The consistency of this unit has been very erratic. In their game against Jacksonville, the Jets run game (without Forte) stomped the potent Jaguars defense for over 250 yards. The following week, they were shut down by the Browns. The erratic nature of the run game's performance is embodied by the offensive line. Left guard James Carpenter is a strong run blocker, while left tackle Kelvin Beachum has his moments. However, neither is a dominating force, and the rest of the line is suspect. Center Wesley Johnson has had a very rough season. Right guard Brian Winters is highly inconsistent, while at right tackle the Jets haven't gotten much power in the run game out of either Brandon Shell (the regular starter, whose status is up in the air) or Brent Qvale. Surprisingly, the best blocker in the run game has probably been tight end Eric Tomlinson, who has made key blocks on many big runs this season. All in all, I'd describe the Jet run game as prototypical hit or miss: with a bit more missing.

Dave Choate: Defensively, this group has fared pretty well, at least to this outsider's eyes. Who should we be watching out for in this matchup, and do you have the tools on hand to shut down Julio Jones?

Michael Nania: Much like how I described the offensive line and run game, this defense is erratic and enigmatic. Against the Pats, it was strong secondary play bailing out a dormant front seven. Morris Claiborne, Buster Skrine, and Darryl Roberts were all strong in coverage to help hold New England's offense to a relatively low 24 points despite the fact that Tom Brady endured little contact.

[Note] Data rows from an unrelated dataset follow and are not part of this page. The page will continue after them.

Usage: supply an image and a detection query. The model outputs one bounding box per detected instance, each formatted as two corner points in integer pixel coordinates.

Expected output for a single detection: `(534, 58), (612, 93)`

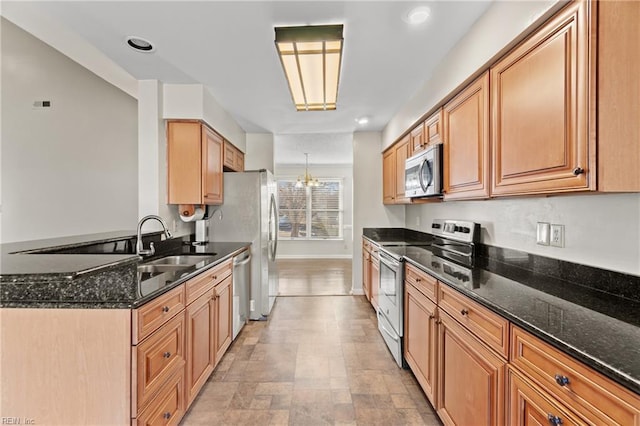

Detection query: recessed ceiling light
(127, 36), (155, 53)
(407, 6), (431, 25)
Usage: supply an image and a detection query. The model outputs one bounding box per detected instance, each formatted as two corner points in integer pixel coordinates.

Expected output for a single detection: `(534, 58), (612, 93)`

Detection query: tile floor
(182, 296), (441, 426)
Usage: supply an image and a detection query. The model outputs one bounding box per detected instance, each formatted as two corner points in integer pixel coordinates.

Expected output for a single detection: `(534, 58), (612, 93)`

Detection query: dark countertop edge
(404, 257), (640, 394)
(0, 241), (251, 309)
(129, 242), (251, 309)
(0, 254), (142, 283)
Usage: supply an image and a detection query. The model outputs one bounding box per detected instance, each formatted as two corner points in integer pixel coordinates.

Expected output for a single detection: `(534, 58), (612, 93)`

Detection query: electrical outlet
(550, 224), (564, 247)
(536, 222), (549, 246)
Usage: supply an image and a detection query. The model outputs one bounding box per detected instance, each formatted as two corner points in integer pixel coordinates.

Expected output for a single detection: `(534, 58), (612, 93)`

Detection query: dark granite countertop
(0, 231), (251, 308)
(364, 232), (640, 394)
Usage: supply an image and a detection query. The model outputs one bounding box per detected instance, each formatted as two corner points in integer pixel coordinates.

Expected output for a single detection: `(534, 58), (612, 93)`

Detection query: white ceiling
(4, 0), (490, 134)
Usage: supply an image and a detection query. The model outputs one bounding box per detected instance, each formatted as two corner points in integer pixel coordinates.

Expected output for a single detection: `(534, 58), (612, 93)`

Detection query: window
(278, 179), (343, 240)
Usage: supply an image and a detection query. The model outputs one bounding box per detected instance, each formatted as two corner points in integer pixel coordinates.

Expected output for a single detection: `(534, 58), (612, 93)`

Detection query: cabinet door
(214, 275), (233, 365)
(187, 289), (215, 404)
(443, 72), (489, 199)
(167, 121), (202, 204)
(382, 147), (396, 204)
(437, 310), (506, 426)
(202, 126), (224, 205)
(410, 123), (426, 152)
(491, 1), (595, 195)
(394, 135), (411, 204)
(506, 367), (587, 426)
(404, 281), (437, 406)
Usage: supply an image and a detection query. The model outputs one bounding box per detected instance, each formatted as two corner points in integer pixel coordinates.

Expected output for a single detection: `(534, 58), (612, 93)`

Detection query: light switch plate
(550, 224), (564, 247)
(536, 222), (550, 246)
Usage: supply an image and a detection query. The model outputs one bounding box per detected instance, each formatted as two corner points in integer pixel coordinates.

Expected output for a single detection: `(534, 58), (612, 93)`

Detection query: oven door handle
(378, 310), (399, 342)
(379, 250), (400, 271)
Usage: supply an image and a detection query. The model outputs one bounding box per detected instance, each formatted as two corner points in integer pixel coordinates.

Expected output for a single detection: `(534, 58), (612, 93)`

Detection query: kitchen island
(0, 231), (250, 425)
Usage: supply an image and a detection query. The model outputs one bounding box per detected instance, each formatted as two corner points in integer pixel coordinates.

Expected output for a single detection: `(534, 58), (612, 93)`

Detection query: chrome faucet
(136, 214), (171, 256)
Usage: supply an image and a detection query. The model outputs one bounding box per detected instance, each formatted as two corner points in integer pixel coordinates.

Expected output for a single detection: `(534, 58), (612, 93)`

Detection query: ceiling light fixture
(296, 152), (320, 188)
(127, 36), (155, 53)
(407, 6), (431, 25)
(275, 25), (344, 111)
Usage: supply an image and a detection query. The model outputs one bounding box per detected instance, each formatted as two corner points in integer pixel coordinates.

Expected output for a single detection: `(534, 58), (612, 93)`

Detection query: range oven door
(378, 250), (404, 337)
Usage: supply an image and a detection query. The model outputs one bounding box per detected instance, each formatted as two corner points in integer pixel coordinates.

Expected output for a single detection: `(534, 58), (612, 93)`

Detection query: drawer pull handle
(547, 414), (562, 426)
(555, 374), (569, 386)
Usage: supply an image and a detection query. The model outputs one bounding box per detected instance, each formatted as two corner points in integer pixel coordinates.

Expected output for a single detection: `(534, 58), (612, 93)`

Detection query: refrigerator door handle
(269, 194), (278, 262)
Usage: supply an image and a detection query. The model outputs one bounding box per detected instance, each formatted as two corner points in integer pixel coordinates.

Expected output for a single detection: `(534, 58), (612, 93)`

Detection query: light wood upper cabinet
(382, 147), (396, 204)
(491, 1), (595, 195)
(393, 134), (411, 204)
(167, 121), (224, 205)
(443, 72), (490, 200)
(424, 108), (444, 146)
(223, 139), (244, 172)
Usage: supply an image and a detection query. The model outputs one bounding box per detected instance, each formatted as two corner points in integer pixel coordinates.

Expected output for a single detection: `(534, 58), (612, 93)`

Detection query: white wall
(244, 133), (274, 173)
(276, 165), (353, 259)
(163, 84), (247, 152)
(406, 194), (640, 275)
(383, 0), (560, 148)
(1, 19), (138, 242)
(352, 132), (405, 294)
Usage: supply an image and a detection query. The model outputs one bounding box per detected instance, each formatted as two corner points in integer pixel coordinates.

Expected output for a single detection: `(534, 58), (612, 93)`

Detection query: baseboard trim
(276, 254), (353, 260)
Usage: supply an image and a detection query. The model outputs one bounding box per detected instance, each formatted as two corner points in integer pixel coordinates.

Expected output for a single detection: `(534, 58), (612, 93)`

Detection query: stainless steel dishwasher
(233, 250), (251, 340)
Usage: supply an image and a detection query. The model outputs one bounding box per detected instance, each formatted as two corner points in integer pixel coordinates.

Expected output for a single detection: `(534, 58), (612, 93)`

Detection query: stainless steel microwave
(404, 144), (442, 198)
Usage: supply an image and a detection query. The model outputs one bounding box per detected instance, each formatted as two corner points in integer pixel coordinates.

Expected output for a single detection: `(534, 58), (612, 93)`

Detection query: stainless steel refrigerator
(209, 170), (278, 320)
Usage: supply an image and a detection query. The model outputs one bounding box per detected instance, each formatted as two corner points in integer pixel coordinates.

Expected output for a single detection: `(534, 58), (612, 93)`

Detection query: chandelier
(296, 152), (320, 188)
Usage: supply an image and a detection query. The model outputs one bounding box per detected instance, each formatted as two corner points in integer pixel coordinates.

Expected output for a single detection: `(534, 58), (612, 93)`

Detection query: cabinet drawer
(438, 284), (509, 358)
(132, 285), (185, 345)
(132, 311), (185, 413)
(404, 263), (438, 302)
(506, 367), (587, 426)
(511, 326), (640, 425)
(133, 370), (185, 426)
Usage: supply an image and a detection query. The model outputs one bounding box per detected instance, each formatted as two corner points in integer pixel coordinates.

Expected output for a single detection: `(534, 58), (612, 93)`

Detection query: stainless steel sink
(138, 265), (189, 274)
(145, 254), (215, 267)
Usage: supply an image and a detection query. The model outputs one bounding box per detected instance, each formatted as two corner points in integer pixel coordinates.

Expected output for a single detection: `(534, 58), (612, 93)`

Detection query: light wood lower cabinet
(132, 371), (186, 426)
(506, 367), (588, 426)
(404, 281), (438, 406)
(213, 275), (233, 366)
(186, 288), (215, 404)
(436, 310), (507, 426)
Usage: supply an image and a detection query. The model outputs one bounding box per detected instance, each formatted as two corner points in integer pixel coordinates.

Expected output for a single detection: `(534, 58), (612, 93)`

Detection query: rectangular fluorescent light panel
(275, 25), (344, 111)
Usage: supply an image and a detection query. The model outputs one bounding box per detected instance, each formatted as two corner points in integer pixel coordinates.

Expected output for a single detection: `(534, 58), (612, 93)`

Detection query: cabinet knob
(547, 414), (562, 426)
(555, 374), (569, 386)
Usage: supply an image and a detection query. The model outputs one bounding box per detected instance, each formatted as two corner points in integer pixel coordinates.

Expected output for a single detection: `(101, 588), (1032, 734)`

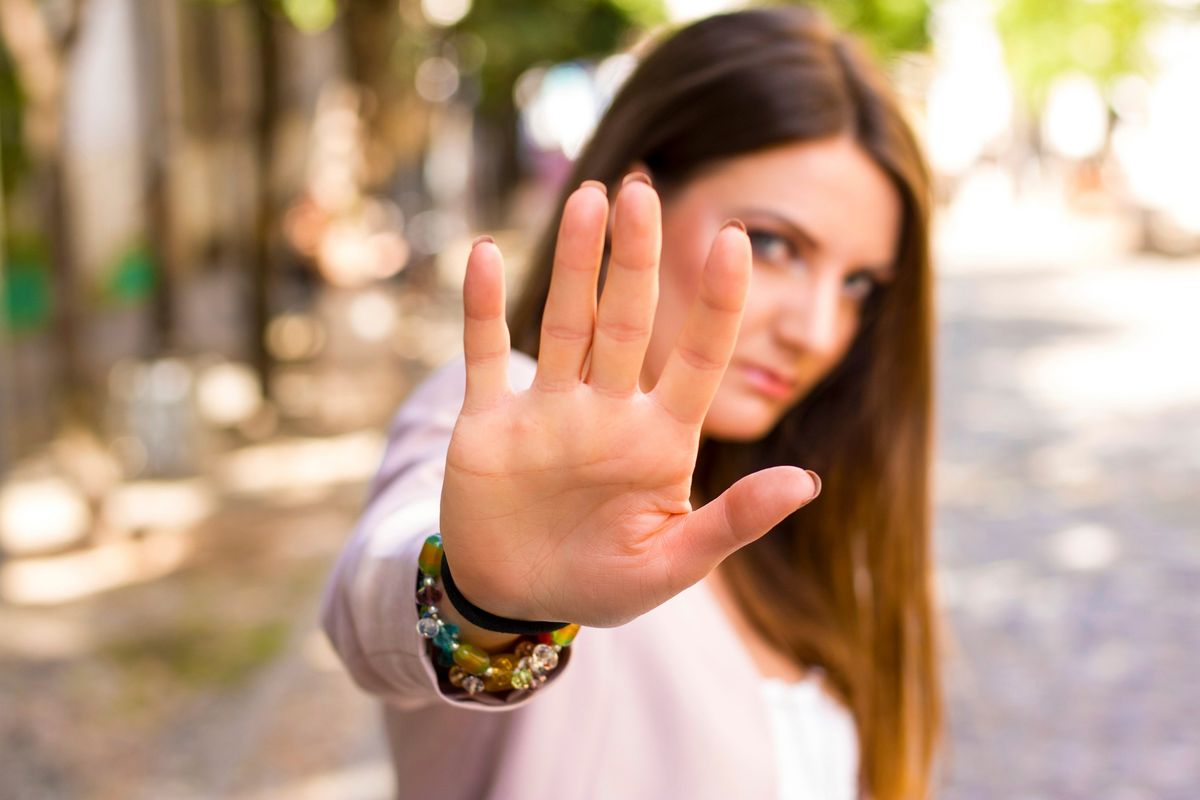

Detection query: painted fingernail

The following week, the front seven finally came alive but was mitigated by awful secondary play. Kony Ealy, Muhammad Wilkerson, and Leonard Williams clobbered the Dolphins front as the Jets shut down Jay Ajayi and hit the quarterback twelve times. It was for naught, as an absolutely terrible outing from slot corner Buster Skrine in particular wiped out all of that. This game was especially poor from Skrine, but he is usually the team's most exploitable DB anyway, so keep an eye on how the Falcons look to attack him.

As mentioned before, the most consistently good players on defense are the safeties, Jamal Adams and Marcus Maye. Adams is a lot of fun to watch. It's a task to find where he is lined up each snap, as he can play so many different roles well. However, one role where he has been up and down recently is in coverage against tight ends, so Atlanta would be smart to explore that matchup again. Muhammad Wilkerson will also be interesting to watch out for this week. Formerly one of the league's most dominant defensive linemen, he's taken a lot of heat since the beginning of 2016 as he had gone completely silent. That changed on Sunday, as the Wilkerson of old was back, picking off a batted ball, stuffing runs and making life hard for the quarterback. Is he really back, or was that an outlier?

Julio will likely see Morris Claiborne lined up opposite him for most of the game. The Jets are really thin at cornerback past Claiborne, so he has drawn most of the toughest assignments this year. For the most part, he has done a solid job. He hasn't exactly faced a murderer's row of QB/WR combinations, but his body of work has been better than expected. Claiborne will play off coverage a lot, rarely pressing the line. It's a strategy that has worked for him, though. He is a good tackler, so he has limited the short catches made in front of him. This approach has helped him limit the amount of times he's been beaten over the top, but he has proven to be very willing to take a penalty to avoid giving up the deep reception. This will be a great test for Claiborne. The Jets blitz a lot, and don't give a ton of help to their corners. I think there are more enticing matchups for Atlanta to look to exploit, but they would be smart to test Claiborne out early on.